I think in truth all you can do is minimize the issue, I’d be amazed if you eliminated it.

You may just have to live with it.

Curious why do you say your underpropped? Do you have a tach on the motors? Only rarely is a displacement hull powered by an outboard underpropped.

Prop pitch can have a large effect on vibrations as your changing the frequency of the vibration by changing RPM.
I’d prop to the min RPM, for example my little Suzuki should be propped from 5200 to 6200 RPM at max throttle, I’d go for 5200 to reduce the frequency of the vibration.
I assume you cruise at 2/3 max RPM or so? Maybe 4,000 RPM max?

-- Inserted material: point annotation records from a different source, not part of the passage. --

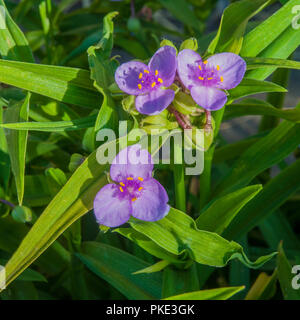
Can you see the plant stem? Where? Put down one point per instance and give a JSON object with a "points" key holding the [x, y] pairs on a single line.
{"points": [[205, 177], [180, 197]]}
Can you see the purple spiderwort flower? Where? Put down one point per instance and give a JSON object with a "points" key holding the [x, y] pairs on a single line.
{"points": [[147, 82], [134, 192], [207, 79]]}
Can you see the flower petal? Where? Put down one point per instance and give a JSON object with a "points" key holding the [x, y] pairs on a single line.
{"points": [[209, 98], [232, 69], [152, 204], [127, 77], [165, 62], [154, 102], [188, 62], [132, 162], [110, 208]]}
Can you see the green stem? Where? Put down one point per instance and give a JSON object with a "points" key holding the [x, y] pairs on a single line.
{"points": [[205, 177], [180, 197]]}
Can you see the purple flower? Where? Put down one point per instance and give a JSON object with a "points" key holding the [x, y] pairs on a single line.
{"points": [[206, 79], [147, 82], [134, 192]]}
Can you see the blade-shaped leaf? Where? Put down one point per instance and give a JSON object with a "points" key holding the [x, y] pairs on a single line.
{"points": [[117, 268], [218, 215], [13, 44], [17, 143], [210, 294], [69, 85]]}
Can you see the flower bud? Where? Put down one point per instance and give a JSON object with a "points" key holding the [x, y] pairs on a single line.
{"points": [[184, 103], [22, 214], [191, 43], [167, 42]]}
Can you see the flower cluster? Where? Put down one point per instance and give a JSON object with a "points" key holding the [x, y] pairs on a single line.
{"points": [[206, 80], [134, 191]]}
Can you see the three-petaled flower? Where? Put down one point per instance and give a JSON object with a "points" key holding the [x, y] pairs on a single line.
{"points": [[207, 79], [147, 83], [134, 193]]}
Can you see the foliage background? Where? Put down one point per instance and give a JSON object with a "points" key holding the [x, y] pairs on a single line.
{"points": [[249, 191]]}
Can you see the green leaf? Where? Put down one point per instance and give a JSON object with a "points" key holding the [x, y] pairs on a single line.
{"points": [[147, 244], [273, 195], [102, 72], [217, 216], [285, 276], [210, 294], [69, 85], [250, 86], [53, 126], [17, 143], [117, 268], [181, 10], [13, 44], [260, 107], [263, 288], [233, 25], [268, 31], [177, 233], [265, 153], [189, 280]]}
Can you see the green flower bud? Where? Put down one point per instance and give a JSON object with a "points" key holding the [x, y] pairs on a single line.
{"points": [[128, 105], [191, 43], [133, 24], [184, 103], [167, 42], [75, 161], [22, 214]]}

I think this is the plan for the time being. Some vibration isolation. And changing the fundamental vibration frequency of the bulkhead. But yes. I am reaching full RPMs way too early. This is an a normal boat. This is a very high performance catamaran. So I’m at close to 8 kn and hitting the rev limiter. I should be getting somewhere closer to 12 to 14 kn. I used prop prop that the Outboard shop sold me. They didn’t know what they were talking about. They treated me like a pontoon boat. I also didn’t know what I was doing because I had never bought any other Outboard except for a dinghy before. So I didn’t really know how to match the prop to the boat. I figured the low-end power was more important. But since I am under propped I am wasting fuel.

Rapanui 27-09-2019 04:08

Re: Loud Outboards - How to Reduce Sound?
 
I spent most of my working life on ship noise and vibration reduction, and your problem sounds (sorry) difficult.
The airbourne noise component directly radiated from the engine can be reduced by:
  • lining the whole well(s) with a proper acoustic absorption material which would need to be at least 25mm thick but 50mm or better. Given that the material is porous, it will need a thin impermeable layer such as mylar to prevent it wicking water, oil and fuel.
  • If the well is open to the sky so that the sound can be directly radiated to say the cockpit, introduce some form of baffling, lined again with acoustic absorption material to prevent direct radiation. Ideally the the well should be closed off completely and other means used to feed fresh air into the enclosure.
  • The airbourne noise transmitted through the engine bulkhead can be reduced by lining the inside face of that bulkhead with acoustic transmission loss material which is a material comprising a resilient heavy layer with a springy foam base. The heavy layer should be around 1 lb/sq ft or 5kg/m2. This may not be effective until you address the structureborne noise component first
These 2 things should give a noticeable reduction in the airborne noise above decks and may have some effect reducing the noise in the interior.


The structureborne noise component, which is high frequency engine vibration is more difficult. Once the engine vibration gets into the structure, then there is virtually nothing that will work apart from lining every internal surface with transmission loss material - not good for a performance cat. So you have to isolate the engine at its mounting or improve the effectiveness of the outboards internal engine mounts.
  • If the outboard is mounted on a flexible structure i.e. the dynamic stiffness of the structure is too low, the engine mounts will not work effectively. if it possible, some form of added stiffening such as a large section aluminium T or angle behind the aluminium tracks and bolted through. Extend such stiffening to where the bulkhead meets the hull or deck to maximise it.
  • You could consider adding vibration mounts either between the aluminium track and the bulkhead, or having a second outboard pad resiliently mounted to the existing one.